The most important points that have been incorporated for its consideration in the next round of negotiation before Cancun, that will take place in China, are:
· 50 % reduction of greenhouse gasses emission by developed countries for second period of commitments from the Kyoto Protocol years 2013 to 2017.
· Stabilize the rise of temperature to 1 C and 300 parts for million of carbon dioxide in the atmosphere.
· To guarantee an equitable distribution of atmospheric space, taking into account the climate debt of emissions by developed countries for developing countries.
· Full respect for the Human Rights and the inherent rights of indigenous peoples, women, children and migrants.
· Full recognition to the United Nations Declaration on of Indigenous Peoples Rights.
· Recognition and defense of the rights of Mother Earth to ensure harmony with nature.
· Guarantee the fulfillment of the commitments from the developed countries though the building of an International Court of Climate Justice.
· Rejection to the new mechanisms of carbon markets that transfer the responsibility of the reduction in emissions of greenhouse gases from developed countries to developing countries.
· Promotion of measures that change the consumption patterns of the developed countries.
· Adoption of necessary measures in all relevant forums to be excluded from the protection of the intellectual property rights to technologies and ecologically sustainable useful to mitigate climate change.

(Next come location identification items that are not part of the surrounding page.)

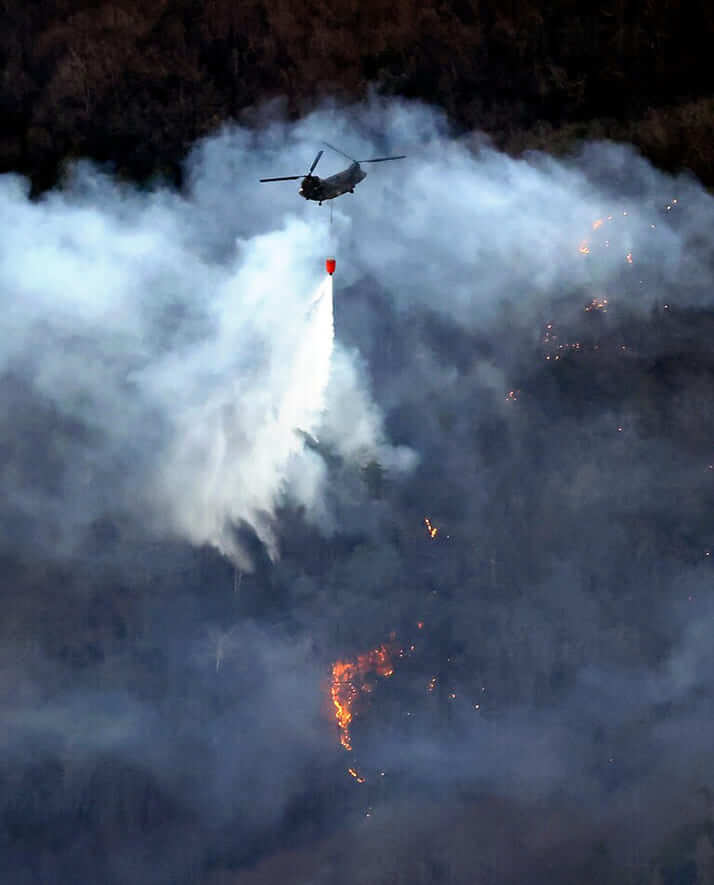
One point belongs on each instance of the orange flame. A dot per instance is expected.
(356, 775)
(349, 679)
(597, 304)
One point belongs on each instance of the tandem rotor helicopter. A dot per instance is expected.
(319, 189)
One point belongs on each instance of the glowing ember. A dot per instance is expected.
(349, 679)
(356, 775)
(597, 304)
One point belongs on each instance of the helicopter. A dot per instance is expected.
(319, 189)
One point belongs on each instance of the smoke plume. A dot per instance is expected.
(491, 453)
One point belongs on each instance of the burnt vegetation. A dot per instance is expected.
(135, 84)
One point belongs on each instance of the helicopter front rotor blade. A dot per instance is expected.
(382, 159)
(315, 162)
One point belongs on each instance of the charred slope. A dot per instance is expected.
(133, 84)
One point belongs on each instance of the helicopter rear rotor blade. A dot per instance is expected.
(382, 159)
(338, 151)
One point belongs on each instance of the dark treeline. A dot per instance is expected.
(135, 84)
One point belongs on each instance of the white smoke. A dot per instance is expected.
(179, 370)
(169, 341)
(231, 449)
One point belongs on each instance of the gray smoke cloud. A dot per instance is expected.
(521, 355)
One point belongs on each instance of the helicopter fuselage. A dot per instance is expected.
(315, 188)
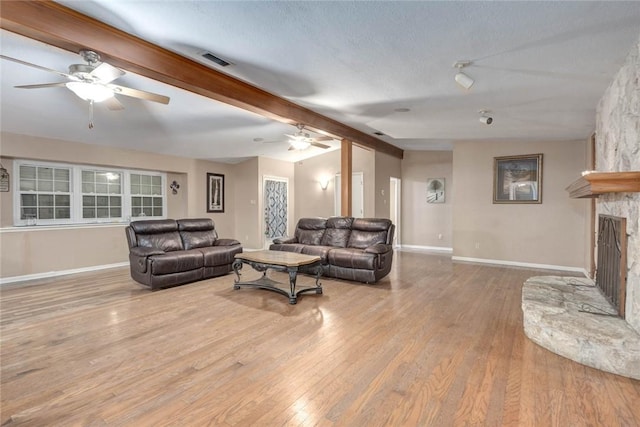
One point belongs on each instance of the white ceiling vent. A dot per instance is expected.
(211, 57)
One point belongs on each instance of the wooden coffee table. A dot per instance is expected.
(287, 262)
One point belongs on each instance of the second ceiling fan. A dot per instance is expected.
(301, 140)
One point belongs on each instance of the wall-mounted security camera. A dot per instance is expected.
(485, 117)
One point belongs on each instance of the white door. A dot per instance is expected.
(357, 195)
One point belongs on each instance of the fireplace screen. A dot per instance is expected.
(611, 273)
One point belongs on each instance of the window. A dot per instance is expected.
(45, 193)
(146, 195)
(48, 193)
(101, 195)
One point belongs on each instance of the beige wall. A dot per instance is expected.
(246, 208)
(551, 233)
(42, 250)
(422, 222)
(312, 201)
(386, 166)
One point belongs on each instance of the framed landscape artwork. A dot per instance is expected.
(215, 192)
(435, 190)
(517, 179)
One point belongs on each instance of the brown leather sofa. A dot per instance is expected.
(168, 252)
(358, 249)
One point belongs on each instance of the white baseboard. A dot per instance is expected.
(438, 249)
(49, 274)
(521, 264)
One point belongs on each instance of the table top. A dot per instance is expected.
(287, 259)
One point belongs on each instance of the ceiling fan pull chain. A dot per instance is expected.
(91, 114)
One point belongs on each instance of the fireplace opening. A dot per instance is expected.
(611, 268)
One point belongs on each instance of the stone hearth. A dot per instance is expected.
(570, 317)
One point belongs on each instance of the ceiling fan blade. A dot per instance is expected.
(39, 67)
(317, 144)
(107, 73)
(141, 94)
(41, 86)
(113, 104)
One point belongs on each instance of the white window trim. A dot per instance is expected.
(76, 194)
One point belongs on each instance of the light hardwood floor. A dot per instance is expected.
(435, 343)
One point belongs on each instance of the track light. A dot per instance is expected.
(485, 117)
(461, 78)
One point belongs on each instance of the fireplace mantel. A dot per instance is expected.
(592, 184)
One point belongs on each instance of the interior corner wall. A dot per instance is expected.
(550, 233)
(312, 201)
(246, 207)
(33, 251)
(386, 167)
(423, 223)
(618, 150)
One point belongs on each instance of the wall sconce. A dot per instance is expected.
(461, 78)
(324, 183)
(4, 179)
(174, 187)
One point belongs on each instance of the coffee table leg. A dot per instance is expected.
(293, 298)
(237, 266)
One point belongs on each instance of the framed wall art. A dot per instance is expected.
(517, 179)
(435, 190)
(215, 192)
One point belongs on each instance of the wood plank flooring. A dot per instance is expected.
(435, 343)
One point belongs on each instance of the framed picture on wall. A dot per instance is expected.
(435, 190)
(215, 192)
(517, 179)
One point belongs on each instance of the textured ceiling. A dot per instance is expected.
(539, 67)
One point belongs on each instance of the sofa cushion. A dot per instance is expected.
(176, 261)
(367, 231)
(321, 251)
(309, 231)
(197, 233)
(219, 255)
(352, 258)
(337, 232)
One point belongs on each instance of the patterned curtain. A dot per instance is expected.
(275, 211)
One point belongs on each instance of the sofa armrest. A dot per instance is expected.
(378, 248)
(145, 252)
(226, 242)
(284, 239)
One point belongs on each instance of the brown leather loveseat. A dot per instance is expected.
(168, 252)
(358, 249)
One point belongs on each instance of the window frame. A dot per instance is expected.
(76, 194)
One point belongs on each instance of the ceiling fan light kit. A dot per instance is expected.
(461, 78)
(92, 82)
(90, 91)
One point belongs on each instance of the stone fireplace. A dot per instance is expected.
(569, 315)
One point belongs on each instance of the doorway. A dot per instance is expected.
(357, 195)
(276, 202)
(394, 208)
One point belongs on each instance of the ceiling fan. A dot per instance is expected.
(92, 82)
(301, 140)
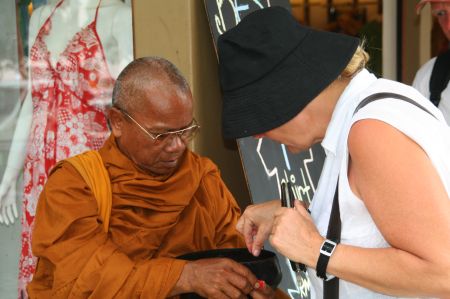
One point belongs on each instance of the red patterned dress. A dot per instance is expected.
(69, 102)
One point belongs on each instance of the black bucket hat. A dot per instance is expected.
(271, 67)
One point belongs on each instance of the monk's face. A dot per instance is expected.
(164, 108)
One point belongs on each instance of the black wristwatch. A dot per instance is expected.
(326, 251)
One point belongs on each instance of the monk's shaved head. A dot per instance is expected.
(140, 76)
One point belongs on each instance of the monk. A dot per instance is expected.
(166, 201)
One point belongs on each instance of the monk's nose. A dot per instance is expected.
(175, 144)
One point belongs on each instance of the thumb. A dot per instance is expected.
(299, 205)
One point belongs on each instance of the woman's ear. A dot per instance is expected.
(115, 118)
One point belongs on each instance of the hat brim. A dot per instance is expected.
(421, 4)
(283, 92)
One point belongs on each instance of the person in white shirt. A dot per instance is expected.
(386, 160)
(441, 11)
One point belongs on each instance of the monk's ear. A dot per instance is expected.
(116, 121)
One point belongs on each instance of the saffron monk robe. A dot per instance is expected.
(166, 201)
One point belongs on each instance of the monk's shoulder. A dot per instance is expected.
(203, 164)
(64, 176)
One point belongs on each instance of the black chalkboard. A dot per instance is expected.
(266, 163)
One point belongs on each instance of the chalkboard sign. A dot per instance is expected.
(266, 163)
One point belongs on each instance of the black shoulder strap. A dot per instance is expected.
(384, 95)
(439, 77)
(331, 287)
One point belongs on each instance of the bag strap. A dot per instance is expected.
(440, 75)
(90, 166)
(331, 287)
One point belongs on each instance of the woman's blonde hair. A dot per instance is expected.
(357, 63)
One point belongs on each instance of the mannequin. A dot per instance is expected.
(60, 29)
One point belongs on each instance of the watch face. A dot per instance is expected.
(328, 247)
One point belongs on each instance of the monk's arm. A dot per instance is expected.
(226, 211)
(78, 259)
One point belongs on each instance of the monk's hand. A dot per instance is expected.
(220, 278)
(256, 224)
(295, 236)
(262, 291)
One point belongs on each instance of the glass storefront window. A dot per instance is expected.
(58, 63)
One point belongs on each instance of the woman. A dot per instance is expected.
(387, 159)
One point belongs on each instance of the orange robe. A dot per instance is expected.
(152, 221)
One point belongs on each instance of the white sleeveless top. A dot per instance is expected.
(358, 228)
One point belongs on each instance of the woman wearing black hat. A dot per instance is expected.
(387, 159)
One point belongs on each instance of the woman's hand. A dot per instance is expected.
(256, 224)
(295, 236)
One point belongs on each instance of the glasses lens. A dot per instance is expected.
(189, 133)
(185, 135)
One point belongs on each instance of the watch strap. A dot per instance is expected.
(326, 251)
(331, 287)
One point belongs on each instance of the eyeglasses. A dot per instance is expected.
(185, 134)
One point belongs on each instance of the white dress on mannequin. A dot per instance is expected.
(76, 52)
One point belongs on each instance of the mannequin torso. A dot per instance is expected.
(113, 27)
(57, 114)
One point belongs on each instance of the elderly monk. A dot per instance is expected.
(166, 201)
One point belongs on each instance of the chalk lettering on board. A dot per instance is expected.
(301, 190)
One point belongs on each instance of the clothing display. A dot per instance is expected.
(70, 97)
(358, 227)
(422, 83)
(153, 219)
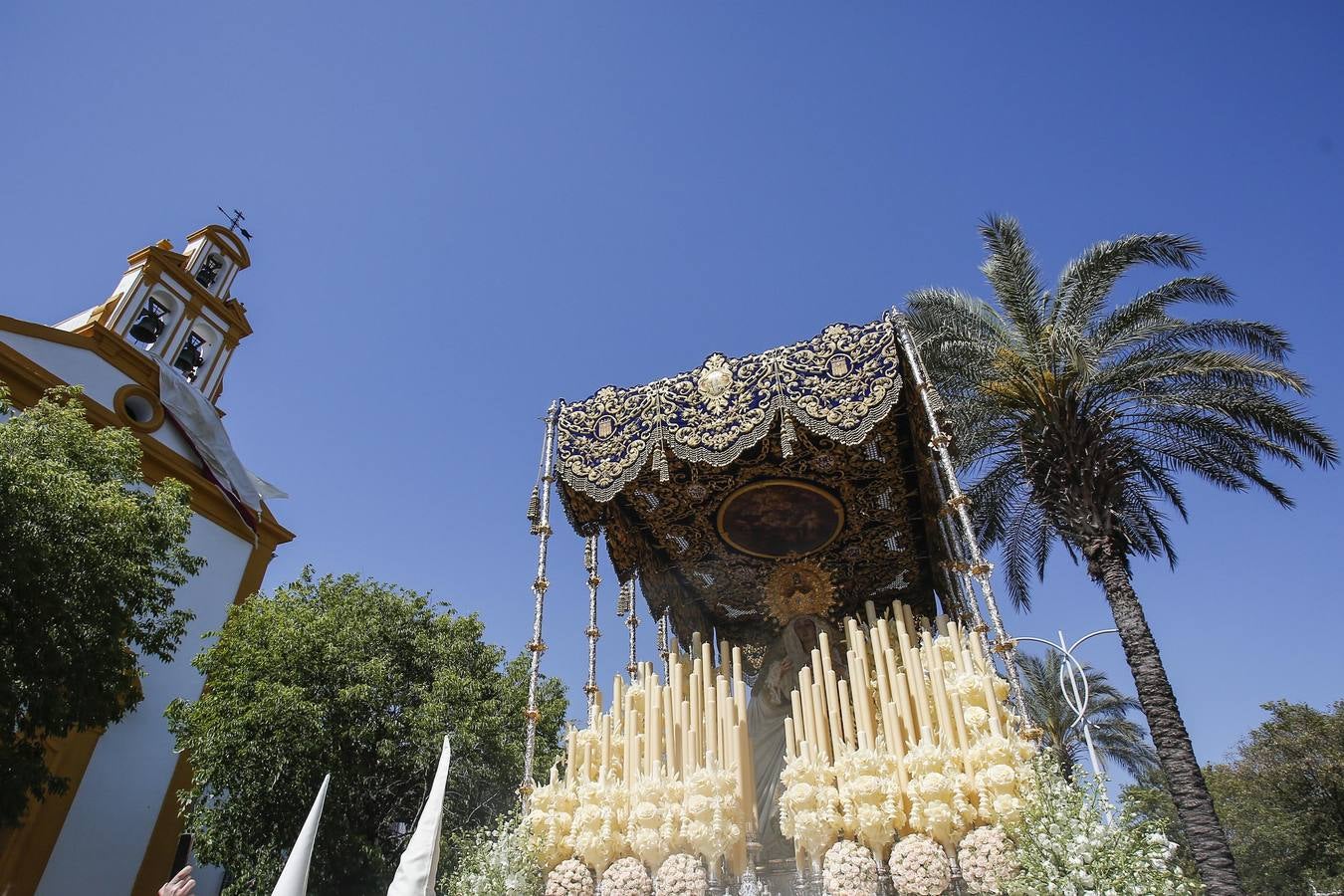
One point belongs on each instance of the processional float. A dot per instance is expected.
(826, 696)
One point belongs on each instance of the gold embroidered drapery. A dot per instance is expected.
(652, 466)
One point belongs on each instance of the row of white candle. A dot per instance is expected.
(698, 719)
(895, 695)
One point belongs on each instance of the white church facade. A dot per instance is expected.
(153, 358)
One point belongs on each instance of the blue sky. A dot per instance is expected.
(465, 210)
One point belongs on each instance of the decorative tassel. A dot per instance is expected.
(660, 462)
(787, 435)
(534, 510)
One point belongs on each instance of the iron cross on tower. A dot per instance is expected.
(235, 222)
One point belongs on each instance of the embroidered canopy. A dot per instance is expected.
(760, 487)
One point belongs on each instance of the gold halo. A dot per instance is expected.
(799, 588)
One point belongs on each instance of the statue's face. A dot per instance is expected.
(806, 631)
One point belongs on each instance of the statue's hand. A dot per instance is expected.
(181, 884)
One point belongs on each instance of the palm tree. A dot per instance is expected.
(1077, 421)
(1117, 738)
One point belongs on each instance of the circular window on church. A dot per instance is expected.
(780, 519)
(138, 407)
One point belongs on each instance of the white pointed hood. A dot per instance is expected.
(293, 880)
(419, 861)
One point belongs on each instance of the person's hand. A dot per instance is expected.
(181, 884)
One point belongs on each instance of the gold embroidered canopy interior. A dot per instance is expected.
(755, 488)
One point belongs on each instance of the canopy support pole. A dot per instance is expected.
(591, 631)
(956, 503)
(544, 534)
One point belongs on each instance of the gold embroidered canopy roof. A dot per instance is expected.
(732, 530)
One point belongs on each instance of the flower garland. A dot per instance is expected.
(809, 804)
(682, 875)
(913, 739)
(550, 822)
(920, 866)
(570, 877)
(987, 860)
(626, 877)
(871, 802)
(849, 869)
(713, 817)
(645, 826)
(1063, 844)
(599, 822)
(498, 860)
(938, 792)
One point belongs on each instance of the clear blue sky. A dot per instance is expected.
(465, 210)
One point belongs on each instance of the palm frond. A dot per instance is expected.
(1081, 423)
(1086, 281)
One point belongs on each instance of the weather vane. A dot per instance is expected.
(235, 222)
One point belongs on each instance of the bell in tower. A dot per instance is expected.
(149, 324)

· Developed countries will allocate 6% of their national gross product to actions relatives to Climate Change.
· Integrated management of forest, to mitigation and adaptation, without market mechanics and ensuring the full participation of indigenous peoples and local communities.
· Prohibition the conversion of natural forest for plantations, since the monoculture plantations are not forest, instead should encourage the protection and conservation of natural forests.